Pubblicato il 2 luglio 2012 19:41 | Ultimo aggiornamento: 11 luglio 2012 19:14

DENVER, STATI UNITI – Temperature roventi, oltre i 40 gradi, e tempeste con raffiche di vento fino a 130 chilometri l’ora. Gran parte degli Stati Uniti sono alle prese con condizioni climatiche estreme in questi giorni, e le conseguenze sono pesanti: almeno 15 morti e numerosi feriti, incendi, inondazioni e milioni di persone senza elettricita’.

L’emergenza piu’ grave rimane quella in Colorado, dove da sabato scorso, dal Waldo Canyon, si e’ sprigionato un enorme incendio che ha causato l’evacuazione di decine di migliaia di persone e distrutto o danneggiato un migliaio di abitazioni, oltre a causare la morte di almeno due persone, mentre diverse altre risultano ancora disperse. Nelle ultime ore le squadre dei vigili del fuoco sono riuscite a portare sotto controllo il 30 per cento del fronte delle fiamme, ma le previsioni non sono buone.

La temperatura, gia’ di una decina di gradi al di sopra della media stagionale, e’ ancora in aumento, e anche i venti che alimentano il fuoco. Sulla costa atlantica, la regione di Washington e’ stata invece nelle ultime ore spazzata da una violenta tempesta che ha sradicato alberi e scoperchiato case. In Virginia, dove si registrano almeno due morti, e’ stato dichiarato lo stato di emergenza. La tempesta ha imperversato anche in Maryland e Ohio, dove abbattendo alberi, pali della luce e rovesciando camion, ha interrotto anche diverse strade.
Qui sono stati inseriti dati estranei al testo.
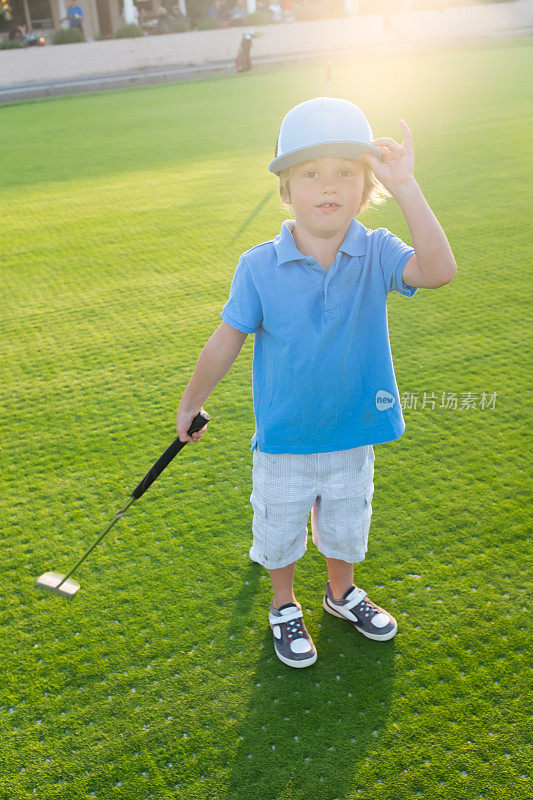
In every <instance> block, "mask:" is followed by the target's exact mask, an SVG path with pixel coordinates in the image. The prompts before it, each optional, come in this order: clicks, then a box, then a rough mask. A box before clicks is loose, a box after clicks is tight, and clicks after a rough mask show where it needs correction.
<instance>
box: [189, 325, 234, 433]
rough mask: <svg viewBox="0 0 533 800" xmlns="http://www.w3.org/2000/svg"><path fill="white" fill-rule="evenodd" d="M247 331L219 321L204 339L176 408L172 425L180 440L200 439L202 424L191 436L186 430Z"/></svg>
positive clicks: (216, 380)
mask: <svg viewBox="0 0 533 800" xmlns="http://www.w3.org/2000/svg"><path fill="white" fill-rule="evenodd" d="M247 335H248V334H246V333H243V332H242V331H238V330H237V329H236V328H232V327H231V325H228V324H227V323H226V322H224V321H222V323H221V324H220V325H219V326H218V328H217V329H216V331H215V332H214V333H213V334H212V335H211V337H210V338H209V339H208V340H207V342H206V344H205V345H204V347H203V349H202V352H201V353H200V357H199V358H198V362H197V364H196V369H195V370H194V373H193V375H192V378H191V379H190V381H189V383H188V385H187V388H186V389H185V391H184V392H183V396H182V398H181V402H180V406H179V409H178V414H177V419H176V425H177V432H178V436H179V437H180V439H181V441H182V442H197V441H199V440H200V439H201V437H202V435H203V432H204V431H205V428H203V429H202V430H201V431H198V433H196V434H194V435H193V436H192V437H191V436H188V434H187V431H188V430H189V428H190V425H191V422H192V420H193V418H194V417H195V416H196V414H198V413H199V412H200V411H201V410H202V406H203V404H204V403H205V401H206V400H207V398H208V397H209V395H210V394H211V392H212V391H213V389H214V388H215V386H216V385H217V383H219V382H220V381H221V380H222V378H223V377H224V376H225V375H226V373H227V372H229V370H230V369H231V367H232V365H233V363H234V361H235V359H236V358H237V356H238V355H239V353H240V351H241V348H242V346H243V344H244V340H245V339H246V337H247Z"/></svg>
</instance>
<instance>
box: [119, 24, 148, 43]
mask: <svg viewBox="0 0 533 800" xmlns="http://www.w3.org/2000/svg"><path fill="white" fill-rule="evenodd" d="M137 36H144V32H143V29H142V28H141V27H140V26H139V25H136V24H135V23H134V22H131V23H130V24H129V25H121V26H120V28H117V30H116V31H115V39H135V38H136V37H137Z"/></svg>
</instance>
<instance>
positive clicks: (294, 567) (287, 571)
mask: <svg viewBox="0 0 533 800" xmlns="http://www.w3.org/2000/svg"><path fill="white" fill-rule="evenodd" d="M295 566H296V561H293V563H292V564H289V565H288V566H286V567H280V568H279V569H270V570H269V575H270V581H271V583H272V589H273V591H274V600H273V603H274V608H276V609H279V608H280V606H284V605H285V604H286V603H295V602H296V598H295V597H294V592H293V582H294V568H295Z"/></svg>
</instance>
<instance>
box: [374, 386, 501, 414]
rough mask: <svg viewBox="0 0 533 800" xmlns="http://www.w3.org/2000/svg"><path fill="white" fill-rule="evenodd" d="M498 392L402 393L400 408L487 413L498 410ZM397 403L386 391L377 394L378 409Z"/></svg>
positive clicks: (384, 409)
mask: <svg viewBox="0 0 533 800" xmlns="http://www.w3.org/2000/svg"><path fill="white" fill-rule="evenodd" d="M497 396H498V395H497V392H402V393H401V395H400V408H402V409H409V410H412V411H422V410H423V409H426V408H428V409H430V410H431V411H434V410H435V409H436V408H443V409H444V410H445V411H468V410H471V409H479V410H480V411H487V410H491V409H494V408H496V397H497ZM395 403H396V397H395V396H394V395H393V394H390V392H387V391H385V389H380V390H379V391H378V392H376V408H377V409H378V411H388V409H389V408H392V407H393V406H394V404H395Z"/></svg>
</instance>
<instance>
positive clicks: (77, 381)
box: [0, 39, 532, 800]
mask: <svg viewBox="0 0 533 800" xmlns="http://www.w3.org/2000/svg"><path fill="white" fill-rule="evenodd" d="M530 72H531V39H521V40H519V41H513V42H502V43H494V44H491V45H484V46H476V47H473V48H470V49H469V48H457V49H454V48H449V49H446V50H441V51H435V52H433V53H425V54H420V55H414V56H409V55H407V54H406V55H404V56H398V55H395V56H394V58H392V57H391V58H390V59H382V60H381V61H377V60H375V59H372V58H366V59H363V60H348V59H346V60H343V61H340V60H339V61H338V62H336V63H335V64H334V66H333V91H334V94H336V95H339V96H347V97H351V98H353V99H354V100H355V101H356V102H358V104H359V105H361V107H362V108H363V109H364V110H365V112H366V113H367V115H368V116H369V118H370V119H371V120H372V122H373V126H374V135H375V136H386V135H390V136H394V137H395V138H397V139H398V138H399V137H400V129H399V126H398V122H397V121H398V119H399V118H400V117H403V118H405V119H406V120H407V122H408V124H409V125H410V127H411V129H412V130H413V134H414V138H415V154H416V159H417V161H416V168H415V174H416V177H417V179H418V181H419V183H420V184H421V186H422V189H423V191H424V193H425V195H426V197H427V199H428V201H429V202H430V204H431V206H432V208H433V209H434V211H435V213H436V215H437V217H438V218H439V220H440V222H441V224H442V225H443V227H444V229H445V231H446V233H447V235H448V238H449V240H450V243H451V245H452V248H453V251H454V253H455V256H456V259H457V263H458V273H457V276H456V278H455V280H454V281H453V282H452V283H451V284H450V285H448V286H446V287H444V288H442V289H439V290H434V291H430V290H423V289H422V290H419V292H418V294H417V296H416V298H415V299H414V300H413V301H411V302H408V301H406V300H405V299H404V298H401V297H400V296H399V295H394V296H391V297H390V299H389V321H390V328H391V340H392V349H393V355H394V359H395V367H396V374H397V379H398V384H399V388H400V392H402V393H403V392H419V393H420V397H422V393H423V392H424V391H426V392H432V391H433V392H435V393H436V394H437V395H438V396H439V398H440V394H441V393H442V392H446V393H449V392H457V393H459V397H460V396H461V394H462V393H463V392H474V393H477V407H476V408H474V409H470V410H467V409H462V410H461V409H457V410H446V409H443V408H439V407H438V406H439V403H437V407H436V408H435V409H434V410H431V409H428V408H424V409H421V408H420V407H418V408H416V409H407V408H406V409H405V412H404V415H405V419H406V424H407V430H406V433H405V434H404V436H403V437H402V438H401V439H399V440H398V441H396V442H393V443H389V444H386V445H380V446H379V447H378V446H376V464H375V469H376V473H375V495H374V501H373V508H374V514H373V521H372V526H371V531H370V538H369V551H368V553H367V557H366V560H365V561H364V562H362V563H361V564H359V565H357V567H356V581H357V583H358V585H359V586H362V587H364V588H365V589H366V590H367V592H368V594H369V596H370V597H371V599H374V600H375V602H377V603H379V604H380V605H383V606H385V607H386V608H388V609H389V610H390V611H391V612H392V613H393V614H394V615H395V616H396V617H397V619H398V623H399V632H398V634H397V636H396V637H395V638H394V639H393V640H391V641H390V642H387V643H379V642H372V641H370V640H367V639H365V638H364V637H362V636H361V635H359V634H358V633H357V632H356V631H354V630H352V629H350V628H349V626H348V625H347V624H344V623H343V622H342V621H340V620H335V619H333V618H331V617H329V616H327V615H326V614H325V612H324V611H323V609H322V606H321V596H322V592H323V589H324V583H325V579H326V571H325V562H324V559H323V558H322V556H320V554H319V553H317V551H316V549H315V548H314V546H313V544H312V543H311V541H310V542H309V549H308V551H307V553H306V555H305V557H304V558H303V559H302V561H300V562H299V564H298V566H297V571H296V585H295V590H296V596H297V597H298V598H299V600H300V602H301V603H302V607H303V608H304V609H308V611H306V614H305V617H306V622H307V625H308V629H309V631H310V633H311V635H312V636H313V638H314V641H315V644H316V646H317V649H318V653H319V659H318V661H317V663H316V665H314V666H313V667H311V668H310V669H307V670H302V671H301V672H300V671H296V670H291V669H290V668H288V667H285V666H284V665H282V664H281V663H280V662H279V661H278V660H277V659H276V657H275V656H274V654H273V647H272V641H271V632H270V629H269V627H268V622H267V612H268V604H269V602H270V598H271V591H270V583H269V580H268V575H267V573H266V572H265V571H264V570H263V569H262V568H261V567H260V566H259V565H257V564H253V563H251V562H250V560H249V558H248V555H247V551H248V548H249V546H250V543H251V518H252V512H251V506H250V504H249V496H250V493H251V454H250V437H251V436H252V434H253V430H254V421H253V407H252V393H251V363H252V352H253V341H252V338H253V337H248V339H247V341H246V343H245V345H244V348H243V350H242V352H241V354H240V356H239V358H238V359H237V361H236V363H235V365H234V366H233V368H232V370H231V371H230V373H229V374H228V375H227V376H226V378H225V379H224V380H223V381H222V382H221V383H220V384H219V385H218V386H217V388H216V389H215V391H214V392H213V394H212V395H211V397H210V399H209V400H208V402H207V403H206V409H207V410H208V411H209V413H210V414H211V418H212V419H211V422H210V423H209V429H208V432H207V433H206V435H205V436H204V438H203V440H202V443H201V444H200V445H190V446H189V447H187V448H186V449H185V450H184V451H183V453H181V454H180V455H179V456H178V458H177V459H176V461H174V462H173V463H172V465H171V466H170V467H169V468H168V469H167V471H166V472H165V473H164V474H163V475H162V476H161V478H160V479H159V480H158V481H157V482H156V483H155V484H154V485H153V486H152V487H151V489H150V490H149V492H148V493H147V494H146V495H145V496H144V497H143V498H142V500H140V501H139V502H138V503H136V504H135V505H134V506H133V507H132V508H131V509H130V510H129V512H128V514H127V516H126V517H125V518H124V519H123V520H121V521H120V522H119V523H117V525H116V526H115V527H114V528H113V531H112V532H111V534H110V536H109V538H108V539H106V540H104V542H103V543H102V544H100V545H99V547H98V549H97V550H95V551H94V552H93V554H92V555H91V557H90V559H89V560H88V561H87V562H85V563H84V564H83V566H82V568H81V569H80V572H79V574H78V579H79V581H80V583H81V585H82V589H81V591H80V592H79V594H78V595H77V596H76V598H75V599H74V600H73V601H72V602H71V603H69V602H68V601H66V600H62V599H61V598H59V597H57V596H55V595H50V594H46V595H45V594H41V593H39V592H38V591H37V590H36V589H34V586H33V583H34V580H35V578H36V577H37V576H38V575H40V574H41V573H42V572H44V571H46V570H50V569H55V570H58V571H63V572H65V571H67V569H68V568H69V567H70V566H71V565H72V564H73V563H74V562H75V560H76V559H77V558H78V557H79V556H80V555H81V553H83V552H84V550H85V549H86V548H87V547H88V546H89V544H90V543H92V541H93V540H94V539H95V538H96V536H97V535H98V534H99V533H100V531H101V530H103V528H104V527H105V526H106V525H107V524H108V522H109V521H110V520H111V519H112V517H113V515H114V514H115V513H116V512H117V511H118V510H119V508H121V506H122V505H123V504H124V502H125V501H126V499H127V497H128V495H129V492H130V491H132V489H133V488H134V487H135V486H136V484H137V482H138V481H139V480H140V478H141V477H142V476H143V475H144V473H145V472H146V471H147V470H148V468H149V467H150V466H151V465H152V463H153V462H154V461H155V460H156V458H158V456H159V455H160V453H161V452H162V451H163V449H165V448H166V446H167V445H168V444H169V443H170V442H171V441H172V439H173V438H174V436H175V422H174V420H175V413H176V409H177V406H178V403H179V399H180V397H181V393H182V392H183V390H184V388H185V386H186V385H187V382H188V380H189V378H190V376H191V374H192V371H193V369H194V366H195V364H196V360H197V357H198V354H199V352H200V350H201V348H202V346H203V344H204V343H205V341H206V340H207V338H208V337H209V335H210V334H211V332H212V331H213V330H214V329H215V328H216V327H217V325H218V324H219V322H220V316H219V315H220V310H221V308H222V306H223V304H224V302H225V300H226V299H227V295H228V291H229V286H230V282H231V278H232V275H233V271H234V268H235V264H236V261H237V259H238V256H239V254H240V253H241V252H242V251H243V250H244V249H247V248H248V247H250V246H252V245H253V244H255V243H257V242H260V241H264V240H266V239H270V238H272V236H274V235H275V234H276V233H277V232H278V230H279V226H280V224H281V220H282V219H283V216H282V214H281V213H280V204H279V201H278V199H277V197H276V196H272V198H271V199H270V200H269V202H268V203H267V204H266V205H265V206H264V207H263V208H262V210H261V212H260V213H259V214H258V215H257V216H256V217H255V219H254V220H253V221H252V222H251V224H250V226H249V227H248V229H247V230H246V231H245V232H244V233H242V234H241V235H240V237H239V238H238V239H237V240H236V241H235V242H234V243H232V244H231V245H228V242H229V241H230V240H231V238H232V236H233V235H234V234H235V232H237V231H238V229H239V227H240V226H241V224H242V222H243V220H244V219H246V218H247V216H248V215H249V214H250V212H251V211H252V210H253V208H254V207H255V206H256V205H257V204H259V203H260V201H261V200H262V198H263V197H264V196H265V194H266V193H267V192H268V191H269V190H270V189H272V188H274V187H275V179H274V178H273V177H272V176H271V175H270V174H269V173H268V172H267V170H266V165H267V164H268V162H269V161H270V159H271V158H272V156H273V149H274V142H275V137H276V133H277V127H278V125H279V121H280V119H281V117H282V116H283V114H284V113H285V111H286V110H287V109H288V108H289V107H290V106H291V105H293V104H294V103H296V102H299V101H301V100H303V99H306V98H308V97H310V96H313V95H317V94H323V93H325V92H326V87H325V80H324V76H325V70H324V69H323V68H322V67H320V66H313V67H306V68H299V69H291V70H281V69H280V70H274V71H270V72H263V73H252V74H247V75H240V76H234V77H230V78H225V79H216V80H206V81H200V82H195V83H189V84H175V85H166V86H156V87H150V88H145V89H139V90H128V91H121V92H109V93H106V94H95V95H84V96H76V97H67V98H61V99H54V100H47V101H42V102H36V103H33V102H32V103H27V104H19V105H12V106H7V107H3V108H2V110H1V114H2V123H3V125H2V131H3V137H2V138H3V143H2V150H3V152H2V156H3V165H2V182H3V197H2V217H3V219H2V233H1V237H2V247H1V251H0V252H1V260H0V266H1V277H2V308H1V319H2V349H1V367H2V375H3V381H2V389H1V397H0V400H1V403H2V407H1V411H2V413H1V423H0V424H1V432H2V436H1V443H0V444H1V455H2V478H3V487H2V492H1V493H0V515H1V520H2V525H1V537H2V539H1V544H2V547H1V548H0V558H1V561H0V568H1V574H2V590H1V600H2V602H1V604H0V608H1V623H2V686H1V689H0V695H1V697H0V726H1V727H0V738H1V741H2V757H1V764H2V769H1V777H0V796H1V797H2V798H3V799H4V798H5V800H7V799H8V798H9V800H27V798H30V797H34V796H35V797H38V798H41V800H52V798H53V799H54V800H55V799H56V798H58V799H59V798H61V800H63V799H64V800H81V799H83V800H85V798H90V797H96V798H105V800H107V799H108V798H124V800H137V799H139V800H141V798H143V799H144V798H149V797H154V798H158V799H159V798H165V799H166V798H179V800H182V799H183V800H248V799H249V798H253V799H254V800H304V798H305V800H334V798H339V800H353V799H354V798H356V799H357V800H408V799H409V800H410V798H416V797H424V798H426V800H449V799H450V798H453V799H454V800H473V798H476V799H477V798H487V799H489V798H490V800H509V798H513V800H522V798H526V797H529V796H530V791H531V786H530V784H529V776H528V766H527V764H528V756H529V759H530V758H531V754H530V753H528V751H527V742H528V739H527V725H528V722H529V717H528V713H527V710H526V709H527V706H526V690H525V686H526V678H527V659H526V653H527V647H526V613H527V612H526V589H527V574H526V566H525V558H526V551H527V547H528V542H529V538H528V536H527V523H528V519H529V516H528V511H527V501H528V499H529V497H528V494H527V491H526V481H525V475H526V473H527V468H528V458H527V456H528V453H529V451H530V444H529V447H528V446H527V444H526V435H527V434H526V430H527V424H528V421H529V420H528V416H527V405H526V377H525V376H526V366H527V365H526V360H527V355H526V354H527V324H526V320H527V310H528V304H527V293H528V292H527V290H528V288H529V282H530V277H529V263H528V253H527V250H526V234H527V232H528V227H529V223H530V209H531V196H530V194H528V191H529V190H528V184H527V183H526V180H525V176H526V170H525V167H526V164H527V163H528V159H529V158H530V155H531V153H530V141H531V127H532V119H531V116H532V115H531V105H530V104H528V101H527V97H526V88H525V83H524V80H523V76H524V75H527V74H530ZM528 150H529V152H528ZM361 221H362V222H363V223H364V224H365V225H367V226H368V227H380V226H385V227H388V228H389V229H391V230H393V231H394V232H395V233H397V234H398V235H400V236H402V237H403V238H404V239H406V240H407V241H410V239H409V231H408V229H407V226H406V223H405V221H404V220H403V217H402V215H401V212H400V210H399V208H398V206H397V205H396V203H395V202H394V201H393V200H391V201H389V203H387V204H386V205H385V206H384V207H381V208H380V209H379V210H374V211H371V212H367V213H366V214H365V215H364V216H363V217H362V218H361ZM482 392H488V393H494V392H496V393H497V399H496V405H495V408H492V409H491V408H488V409H485V410H481V409H480V408H479V399H480V395H481V393H482ZM326 617H327V618H326Z"/></svg>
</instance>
E ha inoltre complessivamente lasciato circa tre milioni di persone senza elettricita’; mentre secondo i servizi meteorologici vengono registrate temperature ”a tre cifre”, ovvero al di sopra dei 100 gradi Fahrenheit, circa 40 grandi centigradi, e i condizionatori d’aria sono fondamentali per sfuggire al caldo. Ed e’ stato proprio il caldo a causare la morte di diverse persone, tra cui due fratellini in Tennessee.

Anche a Kansas City in Missouri sono morte tre persone, tra cui un bimbo, presumibilmente a causa del caldo. Complessivamente, il fenomeno riguarda 25 stati del Paese, ovvero circa 47 milioni di persone. Il non invidiabile record storico del caldo se lo e’ pero’ aggiudicato la capitale, Washington, facendo registrare per la prima volta a giugno 104 gradi Fahrenheit, ovvero 40 gradi Celsius. Il record precedente, 101 gradi F. era stato registrato nel 1934.